Neither "house trailer," "mobile home," nor "camping trailer" is defined in the zoning ordinance itself. The Town argues that the Court should look for definitions of those terms to other ordinances.

On July 7, 1960 the Town Council adopted an ordinance entitled "An Ordinance Regulating the Use and Location of Mobile Homes and House Trailers, when Stationary, within the Town of Foster, Rhode Island and Being Used for Dwellings, Permanent and Temporary" (the 1960 Ordinance). Section I of the 1960 ordinance contains the following definitions:

"d) Mobilehome shall be deemed to be a unit or any vehicle used for sleeping or living quarters, permanent or temporary, which is equipped with running water, bath facilities, flush toilet, and appropriate sanitary conditions.

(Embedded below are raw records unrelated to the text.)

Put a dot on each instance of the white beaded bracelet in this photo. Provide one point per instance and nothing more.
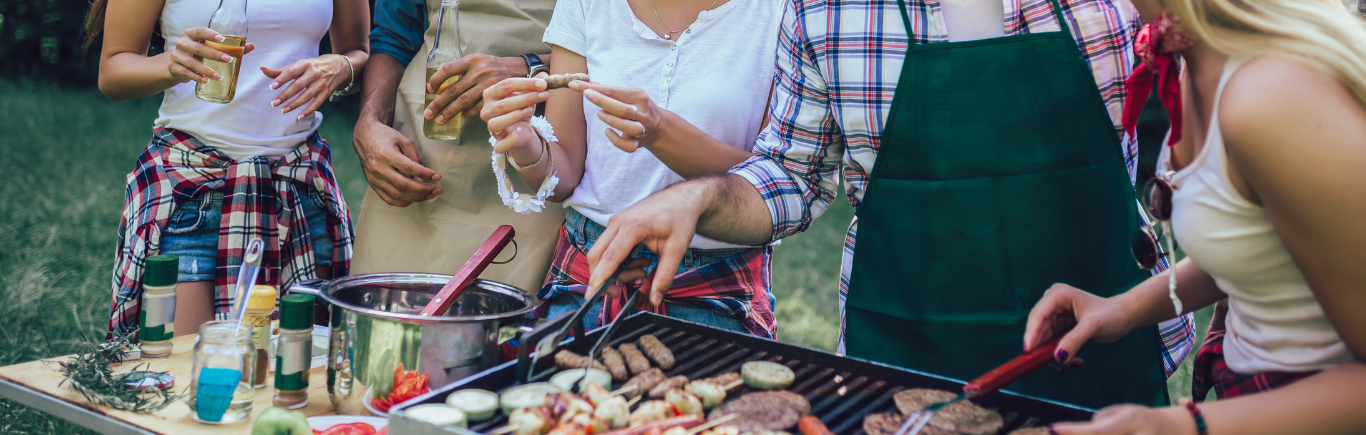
(523, 203)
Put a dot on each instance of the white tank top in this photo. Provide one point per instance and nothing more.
(283, 33)
(1275, 323)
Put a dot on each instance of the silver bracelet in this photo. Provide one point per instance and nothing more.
(350, 86)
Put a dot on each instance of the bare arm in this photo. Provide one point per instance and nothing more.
(126, 71)
(391, 160)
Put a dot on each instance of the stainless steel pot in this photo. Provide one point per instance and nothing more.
(376, 327)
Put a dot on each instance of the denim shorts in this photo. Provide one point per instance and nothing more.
(193, 233)
(585, 233)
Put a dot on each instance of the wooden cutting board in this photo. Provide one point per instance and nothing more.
(174, 419)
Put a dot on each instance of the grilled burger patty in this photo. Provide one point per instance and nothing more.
(962, 417)
(765, 411)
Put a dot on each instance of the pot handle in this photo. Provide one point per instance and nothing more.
(309, 286)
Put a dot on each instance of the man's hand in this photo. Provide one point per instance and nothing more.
(664, 222)
(392, 164)
(478, 71)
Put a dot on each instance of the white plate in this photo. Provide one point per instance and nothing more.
(323, 423)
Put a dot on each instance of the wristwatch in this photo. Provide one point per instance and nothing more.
(534, 64)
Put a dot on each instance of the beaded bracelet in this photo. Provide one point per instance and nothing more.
(1200, 419)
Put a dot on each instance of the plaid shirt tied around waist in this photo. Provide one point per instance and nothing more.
(735, 286)
(261, 200)
(836, 71)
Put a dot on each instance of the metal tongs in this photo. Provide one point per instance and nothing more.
(991, 382)
(574, 326)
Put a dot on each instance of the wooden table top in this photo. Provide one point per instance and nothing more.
(176, 417)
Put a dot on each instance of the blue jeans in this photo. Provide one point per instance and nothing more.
(585, 231)
(193, 234)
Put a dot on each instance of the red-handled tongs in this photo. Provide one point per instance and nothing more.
(471, 270)
(991, 382)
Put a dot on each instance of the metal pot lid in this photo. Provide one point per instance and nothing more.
(402, 296)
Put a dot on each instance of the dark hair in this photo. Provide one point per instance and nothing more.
(94, 22)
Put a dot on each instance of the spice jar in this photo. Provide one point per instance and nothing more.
(223, 348)
(260, 305)
(294, 352)
(156, 318)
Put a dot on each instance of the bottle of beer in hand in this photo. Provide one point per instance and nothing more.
(230, 21)
(445, 48)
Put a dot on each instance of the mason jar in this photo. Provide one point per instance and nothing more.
(223, 349)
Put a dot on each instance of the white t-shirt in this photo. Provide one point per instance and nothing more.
(283, 32)
(716, 77)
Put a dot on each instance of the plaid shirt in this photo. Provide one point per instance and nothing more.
(838, 64)
(261, 201)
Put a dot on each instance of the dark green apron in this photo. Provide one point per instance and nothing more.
(999, 174)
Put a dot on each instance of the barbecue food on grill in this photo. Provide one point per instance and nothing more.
(765, 375)
(724, 380)
(652, 411)
(962, 417)
(656, 350)
(765, 411)
(534, 420)
(644, 382)
(634, 359)
(812, 426)
(685, 402)
(709, 393)
(567, 360)
(664, 386)
(615, 364)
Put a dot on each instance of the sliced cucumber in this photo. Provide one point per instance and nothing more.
(527, 396)
(566, 379)
(478, 405)
(439, 415)
(765, 375)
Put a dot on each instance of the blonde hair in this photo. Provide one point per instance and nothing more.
(1321, 33)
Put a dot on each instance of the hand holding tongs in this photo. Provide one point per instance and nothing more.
(991, 382)
(574, 323)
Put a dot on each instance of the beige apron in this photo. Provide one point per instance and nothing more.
(439, 235)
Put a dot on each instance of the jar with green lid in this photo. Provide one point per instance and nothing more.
(294, 352)
(156, 318)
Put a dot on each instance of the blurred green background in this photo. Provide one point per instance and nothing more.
(64, 152)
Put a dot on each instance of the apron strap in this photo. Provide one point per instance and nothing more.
(1057, 15)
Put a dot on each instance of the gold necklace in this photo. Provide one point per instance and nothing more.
(670, 34)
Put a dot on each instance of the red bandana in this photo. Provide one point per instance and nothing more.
(1157, 45)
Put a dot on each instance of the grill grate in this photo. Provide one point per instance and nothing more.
(842, 390)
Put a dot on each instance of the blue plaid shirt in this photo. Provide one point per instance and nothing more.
(838, 64)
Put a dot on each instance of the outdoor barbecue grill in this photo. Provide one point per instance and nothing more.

e) Trailer shall mean any house, car, or automobile trailer, other than a mobile home, used for or adaptable for use as living quarters, permanent or temporary.

f) Mobilehome Park or Trailer Park shall mean privately owned land upon which two or more mobilehomes or trailers are or are intended to be used and occupied as sleeping or living quarters, permanent or temporary." (Emphasis provided.)

On May 6, 1965 the Town Council adopted an ordinance entitled "Ordinance Regulating Trailers in the Town of Foster." (the 1965 Ordinance) In that ordinance "trailer" is defined as follows:

"Trailer shall mean any portable structure, mobilehome, so-called, or vehicle designed to be drawn by vehicles or self-propelled and occupied as a dwelling or used for sleeping purposes."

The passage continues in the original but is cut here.